Marie de Lattre
Robert Laffont, 2023
L’Histoire telle qu’elle nous est enseignée est faite de dates, de chiffres, d’analyses. Aussi dramatiques puissent être les événements, ces données font écran : elles nous mettent à distance des faits les plus douloureux et les plus abjects. C’est sans doute aussi ce qui nous permet de les regarder en face. La littérature emprunte quant à elle d’autres voies. Derrière les chiffres, elle remet des noms, des parcours individuels, des émotions. Ainsi Marie de Lattre relate-t-elle l’histoire de ses grands-parents paternels, déportés le 9 février 1943.
A la mort de son père, elle a hérité de lettres. Lui n’avait jamais pu les ouvrir. Elles avaient été envoyées par Frieda et Kogan à Pierre et Madeleine. Envoyées par ses parents à ceux qui allaient désormais le recueillir, lui donner nouveau nom, sécurité et affection.
Son père ne lui avait jamais raconté son histoire. Marie en connaissait quelques bribes furtivement révélées sans qu’elle ait pu prendre la réelle mesure de ce qu’elle apprenait alors. C’est une histoire qu’il valait mieux taire : tout pouvait recommencer. Ensemble, ils avaient regardé Nuit et Brouillard ; Shoah de Claude Lanzmann occupait une bonne place sur les étagères de la bibliothèque familiale. Mais ce que lui avait vécu demeurait tu. Et elle avait dû promettre de ne jamais rompre le silence.
Mais cette histoire, Marie en est dépositaire. Elle est inscrite jusque dans son nom : Marie, Madeleine, Frida - sans le e. Quant à de Lattre, elle n’est que la deuxième génération à le porter. C’est un autre nom qui permet de remonter le fil de l’histoire familiale, et c’est celle-ci qu’elle s’attache à découvrir. Celle de deux immigrés arrivés en France de Lituanie pour l’une et d’Ukraine pour l’autre au début des années 20. Marie nous replonge ainsi dans un Paris épicentre de l’effervescence intellectuelle et artistique - Kogan est peintre. Elle évoque les conditions d’existence des époux, leur union, puis les fêlures et la distance qui s’installe avant que chacun ne rencontre à nouveau l’amour, tandis que l’étau se resserre autour des juifs.

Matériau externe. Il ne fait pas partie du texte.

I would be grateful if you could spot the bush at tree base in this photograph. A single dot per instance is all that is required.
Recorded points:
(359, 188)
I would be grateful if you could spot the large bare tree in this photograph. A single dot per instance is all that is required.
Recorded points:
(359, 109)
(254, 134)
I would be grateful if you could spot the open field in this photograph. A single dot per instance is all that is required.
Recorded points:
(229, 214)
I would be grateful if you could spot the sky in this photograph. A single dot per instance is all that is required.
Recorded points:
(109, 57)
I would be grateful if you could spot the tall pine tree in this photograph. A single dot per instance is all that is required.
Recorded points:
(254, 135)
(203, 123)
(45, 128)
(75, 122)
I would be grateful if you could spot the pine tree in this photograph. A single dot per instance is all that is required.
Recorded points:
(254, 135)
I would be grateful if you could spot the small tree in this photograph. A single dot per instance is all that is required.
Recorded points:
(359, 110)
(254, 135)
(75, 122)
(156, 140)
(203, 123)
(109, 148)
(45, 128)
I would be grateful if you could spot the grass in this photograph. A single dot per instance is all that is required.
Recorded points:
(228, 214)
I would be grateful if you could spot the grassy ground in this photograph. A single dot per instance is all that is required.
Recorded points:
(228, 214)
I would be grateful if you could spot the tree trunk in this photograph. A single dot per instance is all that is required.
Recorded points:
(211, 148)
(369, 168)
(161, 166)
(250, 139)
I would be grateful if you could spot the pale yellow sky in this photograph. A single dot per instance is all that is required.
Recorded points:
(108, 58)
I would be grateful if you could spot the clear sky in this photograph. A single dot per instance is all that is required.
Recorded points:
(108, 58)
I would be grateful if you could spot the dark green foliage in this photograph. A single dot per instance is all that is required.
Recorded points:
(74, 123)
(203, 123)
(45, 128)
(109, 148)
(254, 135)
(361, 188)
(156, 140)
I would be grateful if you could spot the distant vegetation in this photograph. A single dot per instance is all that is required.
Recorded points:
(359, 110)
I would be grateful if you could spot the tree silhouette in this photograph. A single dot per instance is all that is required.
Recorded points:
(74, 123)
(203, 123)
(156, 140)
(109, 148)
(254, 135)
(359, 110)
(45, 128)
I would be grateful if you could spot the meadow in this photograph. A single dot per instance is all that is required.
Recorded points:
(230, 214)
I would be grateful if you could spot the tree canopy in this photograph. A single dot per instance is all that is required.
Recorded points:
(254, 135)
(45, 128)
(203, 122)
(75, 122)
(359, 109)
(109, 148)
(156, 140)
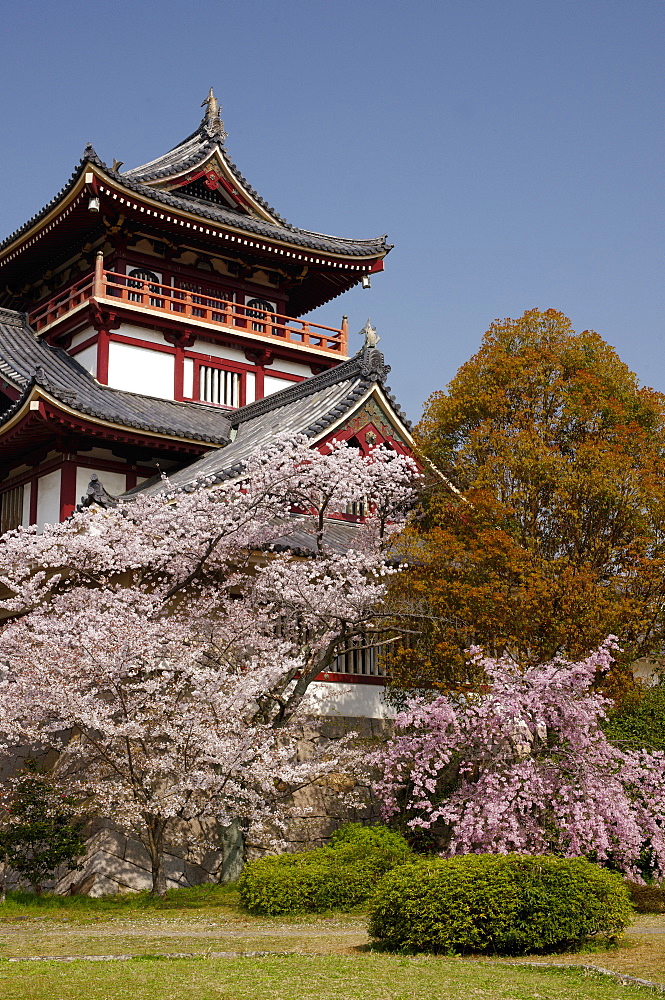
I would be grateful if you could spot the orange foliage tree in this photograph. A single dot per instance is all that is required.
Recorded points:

Puis c’est l’arrestation. Les semaines passées à Drancy avant l’envoi à Auschwitz, dans les conditions que l’on sait.
Mais Marie a beau savoir, comme nous tous, lire les mots de ses proches et ressentir à travers eux la peur, le froid et la faim qui ne vous lâchent pas, plonge nécessairement dans un effroi que la connaissance que nous avons de ce qui les attend ne fait que démultiplier.

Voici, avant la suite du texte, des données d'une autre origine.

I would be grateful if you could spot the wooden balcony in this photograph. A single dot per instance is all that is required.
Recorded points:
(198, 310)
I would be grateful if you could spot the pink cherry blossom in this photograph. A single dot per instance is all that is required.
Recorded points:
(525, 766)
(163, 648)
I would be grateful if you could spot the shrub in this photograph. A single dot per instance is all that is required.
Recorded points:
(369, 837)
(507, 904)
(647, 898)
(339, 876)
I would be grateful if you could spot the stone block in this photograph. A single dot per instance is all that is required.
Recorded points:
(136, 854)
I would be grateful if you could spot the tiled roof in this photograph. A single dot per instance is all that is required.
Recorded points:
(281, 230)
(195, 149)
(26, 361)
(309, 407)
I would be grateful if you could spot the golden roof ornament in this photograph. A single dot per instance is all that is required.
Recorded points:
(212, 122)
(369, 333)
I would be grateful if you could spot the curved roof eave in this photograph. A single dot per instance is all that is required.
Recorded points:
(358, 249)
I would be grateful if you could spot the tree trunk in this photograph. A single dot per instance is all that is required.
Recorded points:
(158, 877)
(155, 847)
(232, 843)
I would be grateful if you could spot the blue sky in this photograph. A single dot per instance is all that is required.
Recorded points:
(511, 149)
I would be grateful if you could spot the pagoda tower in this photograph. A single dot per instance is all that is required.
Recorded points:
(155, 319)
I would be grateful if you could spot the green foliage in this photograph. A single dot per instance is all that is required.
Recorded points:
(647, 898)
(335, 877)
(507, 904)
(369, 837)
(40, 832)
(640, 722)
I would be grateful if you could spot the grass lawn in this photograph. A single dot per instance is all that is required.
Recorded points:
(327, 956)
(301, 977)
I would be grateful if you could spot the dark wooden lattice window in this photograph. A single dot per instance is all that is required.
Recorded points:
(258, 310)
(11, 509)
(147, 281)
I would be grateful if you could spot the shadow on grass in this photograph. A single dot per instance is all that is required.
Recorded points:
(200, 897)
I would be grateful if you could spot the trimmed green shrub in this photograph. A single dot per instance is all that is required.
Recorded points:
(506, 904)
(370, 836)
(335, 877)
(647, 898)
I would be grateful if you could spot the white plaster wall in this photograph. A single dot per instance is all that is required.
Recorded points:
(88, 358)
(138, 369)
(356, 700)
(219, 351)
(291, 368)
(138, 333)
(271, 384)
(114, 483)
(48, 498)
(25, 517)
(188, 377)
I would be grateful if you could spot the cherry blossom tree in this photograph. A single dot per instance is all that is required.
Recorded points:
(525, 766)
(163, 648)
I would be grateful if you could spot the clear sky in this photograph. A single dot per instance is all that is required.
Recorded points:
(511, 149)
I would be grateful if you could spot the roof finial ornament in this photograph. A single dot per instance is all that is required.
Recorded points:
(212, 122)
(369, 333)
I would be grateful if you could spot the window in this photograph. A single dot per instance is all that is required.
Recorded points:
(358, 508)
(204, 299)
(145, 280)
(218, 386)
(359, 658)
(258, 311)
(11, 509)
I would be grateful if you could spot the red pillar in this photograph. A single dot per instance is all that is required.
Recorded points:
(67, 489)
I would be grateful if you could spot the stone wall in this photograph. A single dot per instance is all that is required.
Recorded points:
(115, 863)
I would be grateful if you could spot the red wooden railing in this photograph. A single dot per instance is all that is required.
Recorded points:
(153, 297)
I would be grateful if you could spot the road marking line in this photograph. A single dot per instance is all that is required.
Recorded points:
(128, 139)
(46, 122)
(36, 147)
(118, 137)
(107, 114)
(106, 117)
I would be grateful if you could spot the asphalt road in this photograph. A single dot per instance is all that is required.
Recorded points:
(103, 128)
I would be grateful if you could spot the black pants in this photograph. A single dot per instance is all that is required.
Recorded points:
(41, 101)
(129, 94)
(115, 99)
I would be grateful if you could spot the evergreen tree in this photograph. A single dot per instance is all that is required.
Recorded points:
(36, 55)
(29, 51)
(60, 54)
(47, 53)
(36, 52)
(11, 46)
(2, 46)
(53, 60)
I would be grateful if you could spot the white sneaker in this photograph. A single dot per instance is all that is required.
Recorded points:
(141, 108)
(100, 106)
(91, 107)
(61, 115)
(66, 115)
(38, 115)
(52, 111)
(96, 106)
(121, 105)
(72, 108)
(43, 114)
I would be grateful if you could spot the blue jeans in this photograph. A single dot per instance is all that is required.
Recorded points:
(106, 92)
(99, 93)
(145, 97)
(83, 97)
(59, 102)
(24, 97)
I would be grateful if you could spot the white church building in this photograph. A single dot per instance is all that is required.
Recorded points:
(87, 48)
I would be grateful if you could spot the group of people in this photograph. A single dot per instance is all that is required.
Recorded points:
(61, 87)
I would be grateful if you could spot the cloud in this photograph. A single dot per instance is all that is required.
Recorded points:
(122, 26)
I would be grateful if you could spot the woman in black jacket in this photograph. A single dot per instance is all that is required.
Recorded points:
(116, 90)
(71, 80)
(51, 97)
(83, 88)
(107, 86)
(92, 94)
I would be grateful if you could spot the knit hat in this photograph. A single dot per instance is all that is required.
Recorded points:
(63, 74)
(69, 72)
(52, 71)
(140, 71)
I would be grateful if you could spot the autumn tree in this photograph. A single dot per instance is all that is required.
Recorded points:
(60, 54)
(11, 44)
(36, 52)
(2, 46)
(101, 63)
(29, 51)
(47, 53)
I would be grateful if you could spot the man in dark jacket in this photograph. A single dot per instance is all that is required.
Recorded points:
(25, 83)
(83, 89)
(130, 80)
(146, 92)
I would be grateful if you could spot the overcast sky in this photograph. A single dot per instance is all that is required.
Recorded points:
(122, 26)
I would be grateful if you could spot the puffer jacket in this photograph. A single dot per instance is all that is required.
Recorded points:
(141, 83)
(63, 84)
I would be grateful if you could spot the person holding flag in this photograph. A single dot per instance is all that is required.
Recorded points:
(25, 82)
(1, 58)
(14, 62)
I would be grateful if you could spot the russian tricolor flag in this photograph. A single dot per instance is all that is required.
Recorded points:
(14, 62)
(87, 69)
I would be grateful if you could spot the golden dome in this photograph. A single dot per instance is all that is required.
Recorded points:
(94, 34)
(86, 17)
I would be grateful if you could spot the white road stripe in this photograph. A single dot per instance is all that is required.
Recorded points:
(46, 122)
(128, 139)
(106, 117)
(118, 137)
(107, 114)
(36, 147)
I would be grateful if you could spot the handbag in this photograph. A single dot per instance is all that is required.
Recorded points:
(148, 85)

Marie aura mis vingt ans à écrire ce récit, si difficile à approcher. Il aura fallu lire les lettres, regarder les photos, se rendre sur les lieux par où ses grands-parents étaient passés, interroger parents et amis pour combler les vides et les silences. Il lui fallait aussi se réinscrire elle-même dans cette histoire. C’est précisément ce qui rend ce récit si émouvant. Elle laisse place à ses propres souvenirs et retisse peu à peu le lien que son père avait préféré rompre. Elle procède par touches délicates, entre dans l’intimité de sa famille et nous fait entrer dans la sienne en nous invitant à l’accompagner sans jamais se montrer impudique. Elle entremêle ses propres mots avec ceux des lettres écrites par ses grands-parents dont elle nous livre de nombreux passages, souvent poignants. Ce texte est pourtant empreint de vie et de lumière : en faisant oeuvre de mémoire, il s’attache en effet à faire revivre ceux sur qui la nuit s’est abattue et à restaurer le lien entre générations. Pour pouvoir à nouveau se tourner vers l'avenir.

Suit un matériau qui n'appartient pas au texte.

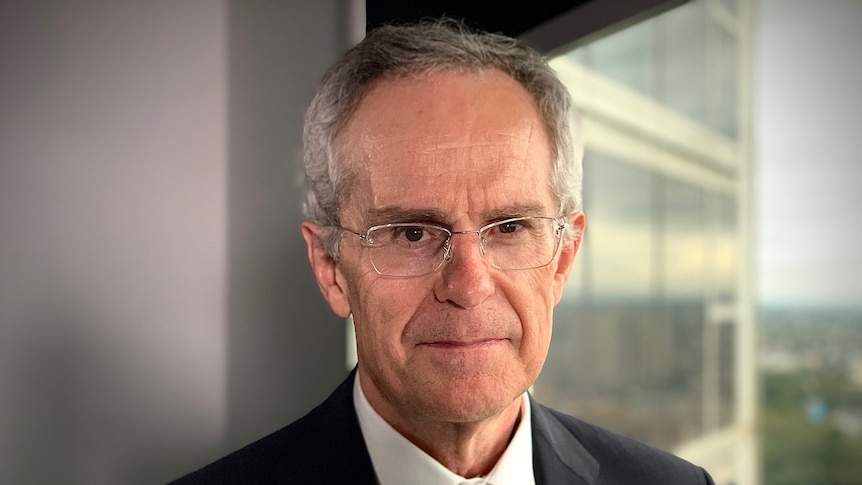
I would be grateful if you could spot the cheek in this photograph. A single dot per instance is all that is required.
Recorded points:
(383, 307)
(533, 300)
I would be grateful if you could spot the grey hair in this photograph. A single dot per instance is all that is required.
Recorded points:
(414, 51)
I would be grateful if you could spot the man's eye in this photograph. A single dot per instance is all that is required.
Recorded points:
(413, 234)
(509, 227)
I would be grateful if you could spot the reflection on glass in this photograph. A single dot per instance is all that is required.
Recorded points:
(683, 69)
(636, 347)
(684, 59)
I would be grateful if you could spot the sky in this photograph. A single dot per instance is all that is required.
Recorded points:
(808, 122)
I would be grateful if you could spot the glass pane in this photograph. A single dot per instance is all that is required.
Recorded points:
(682, 75)
(635, 348)
(725, 98)
(626, 56)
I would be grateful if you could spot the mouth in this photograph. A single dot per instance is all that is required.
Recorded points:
(461, 344)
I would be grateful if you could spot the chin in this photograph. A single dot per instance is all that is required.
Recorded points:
(468, 399)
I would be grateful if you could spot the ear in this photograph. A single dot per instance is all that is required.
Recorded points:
(577, 222)
(326, 270)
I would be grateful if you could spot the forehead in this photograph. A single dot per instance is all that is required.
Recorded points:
(468, 142)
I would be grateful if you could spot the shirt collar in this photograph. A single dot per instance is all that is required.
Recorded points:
(396, 460)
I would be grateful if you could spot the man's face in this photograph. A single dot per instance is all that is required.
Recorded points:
(460, 151)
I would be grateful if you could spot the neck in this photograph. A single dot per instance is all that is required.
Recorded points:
(469, 449)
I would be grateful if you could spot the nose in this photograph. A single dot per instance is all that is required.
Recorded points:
(466, 279)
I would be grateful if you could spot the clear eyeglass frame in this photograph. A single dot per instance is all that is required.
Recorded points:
(518, 243)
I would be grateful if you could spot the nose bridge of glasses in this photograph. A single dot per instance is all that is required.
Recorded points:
(477, 232)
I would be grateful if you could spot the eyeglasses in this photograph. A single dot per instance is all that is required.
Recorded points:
(414, 249)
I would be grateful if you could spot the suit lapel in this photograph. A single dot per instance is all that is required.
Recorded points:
(558, 457)
(335, 444)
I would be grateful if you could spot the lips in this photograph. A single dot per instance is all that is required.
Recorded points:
(461, 344)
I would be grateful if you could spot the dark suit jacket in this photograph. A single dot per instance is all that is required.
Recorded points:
(326, 446)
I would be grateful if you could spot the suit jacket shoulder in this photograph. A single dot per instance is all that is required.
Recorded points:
(566, 448)
(324, 446)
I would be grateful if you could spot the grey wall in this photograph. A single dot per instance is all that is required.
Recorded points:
(285, 348)
(155, 304)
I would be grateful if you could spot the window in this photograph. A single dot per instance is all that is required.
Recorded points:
(653, 336)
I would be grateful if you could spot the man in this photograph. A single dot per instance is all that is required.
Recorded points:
(444, 215)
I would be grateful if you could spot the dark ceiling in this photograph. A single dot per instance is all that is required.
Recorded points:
(510, 18)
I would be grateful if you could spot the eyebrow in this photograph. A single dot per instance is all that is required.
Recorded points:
(396, 214)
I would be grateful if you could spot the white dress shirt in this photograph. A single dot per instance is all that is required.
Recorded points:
(397, 461)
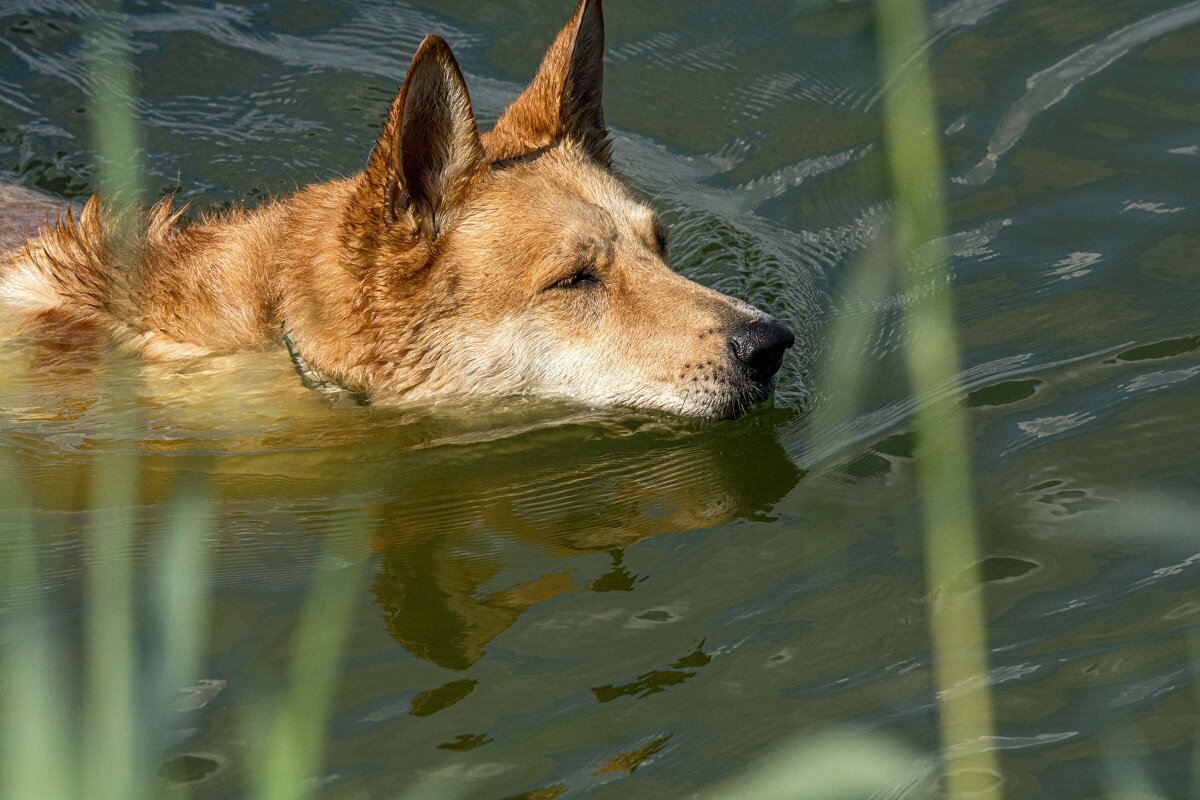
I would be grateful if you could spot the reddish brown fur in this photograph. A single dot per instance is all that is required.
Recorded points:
(438, 269)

Le passé est tenace dans la vie des individus et ce qui est tu à une génération ressurgit souvent à la suivante, avec une souffrance autre, mais qui doit se dire. J'ai entendu la semaine dernière une émission de radio où les habitants de Drancy juste après guerre disaient à quel point le silence recouvrait ce qui s'était passé là, dans certains lieux. Je note ce livre.
RépondreSupprimerJ'aime beaucoup ces histoires douloureuses de famille, ces recherches... elles sont souvent riches en émotions, très humaines.
RépondreSupprimerTant de silences qui ont étouffée une génération entière et font l'objet, par l'intermédiaire de la suivante d'enquêtes aussi poignantes que salutaires. Lorsque la littérature s'y ajoute, cela donne des moments très forts et intenses.